"Infinity is not a number: that is my point. It is a concept."

In that we agree.

"You can’t add a number to something that is not actually a number. If it were then we would know what one less or one more might be. This is impossible by the definition of infinity — which is bigger than any number you can define or even imagine."

Here you are treating infinity as a number which is bigger than any other number.

Let me ask a question: is 2 centimeters longer than 1 centimeter? Rephrasing it: is the interval [0,2] longer than the interval [0,1]?

In both questions we have a continuous infinite number of points. Jet we instinctively compare those 2 sets and almost anyone will answer that 2 centimeters is longer than 1 centimeter.

Recap: we can make assertions about sets with infinite number of elements, like, for example cardinality (https://en.wikipedia.org/wiki/Cardinality) and even compare 2 sets of infinite number of elements considering some common property of these 2 sets.

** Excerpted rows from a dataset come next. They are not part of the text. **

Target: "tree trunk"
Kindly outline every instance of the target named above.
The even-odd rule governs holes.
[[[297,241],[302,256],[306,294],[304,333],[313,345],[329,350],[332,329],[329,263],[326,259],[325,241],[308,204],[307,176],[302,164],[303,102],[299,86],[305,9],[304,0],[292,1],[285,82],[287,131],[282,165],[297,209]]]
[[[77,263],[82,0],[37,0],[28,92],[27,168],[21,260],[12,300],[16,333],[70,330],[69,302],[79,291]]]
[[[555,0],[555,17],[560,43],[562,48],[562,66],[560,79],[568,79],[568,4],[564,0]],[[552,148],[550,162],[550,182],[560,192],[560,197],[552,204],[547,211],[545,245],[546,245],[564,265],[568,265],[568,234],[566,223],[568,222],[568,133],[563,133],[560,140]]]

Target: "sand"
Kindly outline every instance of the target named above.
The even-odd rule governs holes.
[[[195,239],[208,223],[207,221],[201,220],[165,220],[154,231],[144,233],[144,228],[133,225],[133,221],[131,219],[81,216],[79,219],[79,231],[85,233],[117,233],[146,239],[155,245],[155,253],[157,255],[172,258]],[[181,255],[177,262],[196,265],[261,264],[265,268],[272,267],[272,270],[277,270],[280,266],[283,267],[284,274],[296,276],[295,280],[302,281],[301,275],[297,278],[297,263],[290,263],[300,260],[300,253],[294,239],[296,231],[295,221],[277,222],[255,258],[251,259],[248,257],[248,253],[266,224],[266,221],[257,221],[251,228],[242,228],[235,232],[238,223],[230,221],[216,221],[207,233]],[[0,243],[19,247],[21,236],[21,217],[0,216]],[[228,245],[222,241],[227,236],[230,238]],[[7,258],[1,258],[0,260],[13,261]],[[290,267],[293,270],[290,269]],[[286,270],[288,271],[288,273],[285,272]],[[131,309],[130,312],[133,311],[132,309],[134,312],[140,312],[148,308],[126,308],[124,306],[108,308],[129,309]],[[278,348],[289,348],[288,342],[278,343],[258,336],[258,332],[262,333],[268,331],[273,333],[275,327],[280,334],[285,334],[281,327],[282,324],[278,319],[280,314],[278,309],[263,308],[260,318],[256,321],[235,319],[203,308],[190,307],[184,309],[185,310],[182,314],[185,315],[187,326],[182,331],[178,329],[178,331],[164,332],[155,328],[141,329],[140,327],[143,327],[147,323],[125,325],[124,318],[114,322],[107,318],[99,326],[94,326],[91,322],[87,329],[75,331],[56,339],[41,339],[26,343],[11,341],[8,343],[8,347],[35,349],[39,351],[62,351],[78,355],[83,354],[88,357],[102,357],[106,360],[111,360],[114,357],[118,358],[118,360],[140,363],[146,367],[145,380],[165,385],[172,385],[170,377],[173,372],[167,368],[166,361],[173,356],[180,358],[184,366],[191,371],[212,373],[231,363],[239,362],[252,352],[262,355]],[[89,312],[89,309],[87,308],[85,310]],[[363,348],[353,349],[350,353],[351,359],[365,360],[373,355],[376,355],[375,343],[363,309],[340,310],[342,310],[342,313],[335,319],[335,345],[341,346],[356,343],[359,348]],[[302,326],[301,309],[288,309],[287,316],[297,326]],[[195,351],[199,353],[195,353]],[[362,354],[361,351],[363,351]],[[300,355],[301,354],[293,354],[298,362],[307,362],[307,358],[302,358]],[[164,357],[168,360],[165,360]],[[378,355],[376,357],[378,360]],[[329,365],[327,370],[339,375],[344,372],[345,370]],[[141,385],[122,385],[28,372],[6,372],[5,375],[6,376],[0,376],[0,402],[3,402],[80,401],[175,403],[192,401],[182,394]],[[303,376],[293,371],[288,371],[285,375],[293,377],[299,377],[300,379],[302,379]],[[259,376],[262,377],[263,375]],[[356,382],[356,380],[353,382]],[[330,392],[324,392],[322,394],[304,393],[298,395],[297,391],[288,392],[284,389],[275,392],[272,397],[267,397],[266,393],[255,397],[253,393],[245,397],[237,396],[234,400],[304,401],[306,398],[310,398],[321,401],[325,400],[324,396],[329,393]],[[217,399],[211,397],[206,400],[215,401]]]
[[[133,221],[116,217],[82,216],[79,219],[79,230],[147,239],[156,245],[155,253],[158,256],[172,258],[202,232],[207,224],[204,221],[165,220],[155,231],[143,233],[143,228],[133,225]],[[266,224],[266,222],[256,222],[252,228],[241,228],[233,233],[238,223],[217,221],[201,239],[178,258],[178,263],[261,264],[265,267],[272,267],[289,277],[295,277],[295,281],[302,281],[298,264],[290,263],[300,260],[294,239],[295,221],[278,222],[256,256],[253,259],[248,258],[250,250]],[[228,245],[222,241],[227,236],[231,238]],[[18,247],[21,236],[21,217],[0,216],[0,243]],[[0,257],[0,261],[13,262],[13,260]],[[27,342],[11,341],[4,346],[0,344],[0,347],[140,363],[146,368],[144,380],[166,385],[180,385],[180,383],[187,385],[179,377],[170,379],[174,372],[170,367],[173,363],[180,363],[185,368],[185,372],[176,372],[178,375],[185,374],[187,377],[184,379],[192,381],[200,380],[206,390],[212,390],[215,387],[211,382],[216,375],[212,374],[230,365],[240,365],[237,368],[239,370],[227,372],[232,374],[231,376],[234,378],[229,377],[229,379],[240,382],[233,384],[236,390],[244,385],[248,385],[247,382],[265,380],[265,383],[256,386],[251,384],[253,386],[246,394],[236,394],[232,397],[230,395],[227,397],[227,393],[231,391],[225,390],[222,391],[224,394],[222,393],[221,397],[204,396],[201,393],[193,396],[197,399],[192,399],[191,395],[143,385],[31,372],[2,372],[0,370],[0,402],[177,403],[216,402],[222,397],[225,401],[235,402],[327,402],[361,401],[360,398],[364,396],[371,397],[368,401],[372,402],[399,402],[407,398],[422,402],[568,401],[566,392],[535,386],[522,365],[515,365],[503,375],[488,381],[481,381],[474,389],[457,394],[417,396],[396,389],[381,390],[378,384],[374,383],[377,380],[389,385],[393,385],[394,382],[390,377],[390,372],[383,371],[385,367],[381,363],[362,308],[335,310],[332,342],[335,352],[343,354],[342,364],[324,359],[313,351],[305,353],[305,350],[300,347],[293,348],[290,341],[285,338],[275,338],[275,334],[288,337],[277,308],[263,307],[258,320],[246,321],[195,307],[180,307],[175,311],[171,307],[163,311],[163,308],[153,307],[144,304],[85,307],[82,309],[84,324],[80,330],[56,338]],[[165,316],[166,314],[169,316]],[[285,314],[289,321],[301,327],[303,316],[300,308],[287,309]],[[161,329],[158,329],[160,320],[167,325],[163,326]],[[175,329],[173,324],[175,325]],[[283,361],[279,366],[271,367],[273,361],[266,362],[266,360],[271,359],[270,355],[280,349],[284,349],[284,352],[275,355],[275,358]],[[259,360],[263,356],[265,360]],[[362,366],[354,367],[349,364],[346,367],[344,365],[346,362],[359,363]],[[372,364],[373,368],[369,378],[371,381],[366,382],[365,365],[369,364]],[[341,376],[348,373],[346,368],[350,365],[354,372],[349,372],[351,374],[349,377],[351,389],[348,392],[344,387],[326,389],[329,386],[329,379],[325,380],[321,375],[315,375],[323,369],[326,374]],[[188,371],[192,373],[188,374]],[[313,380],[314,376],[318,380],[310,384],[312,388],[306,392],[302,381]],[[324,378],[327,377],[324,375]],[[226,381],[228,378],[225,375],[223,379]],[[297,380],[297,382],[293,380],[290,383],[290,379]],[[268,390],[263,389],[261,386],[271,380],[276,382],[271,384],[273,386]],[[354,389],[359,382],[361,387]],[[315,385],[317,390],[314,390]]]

Since we cannot treat the infinity ∞ as a number, you cannot state that it is not possible to compare the size of sets with infinite number of elements. That's because you are treating infinite like a number and use the the transitive property of equality.

You state:

- number of Integers = ∞

- number or Reals = ∞

and conclude: number of Integers = ∞ = numbers of Reals => number of Integers = number of Reals = ∞.

ERGO it is false that number of Reals > number of integers. They are both infinity and stop.

That is your flow: you are treating infinity as a number and conclude that you cannot assert anything about the size of sets with an infinite number of elements because this size is ∞ and so they are all equal in size.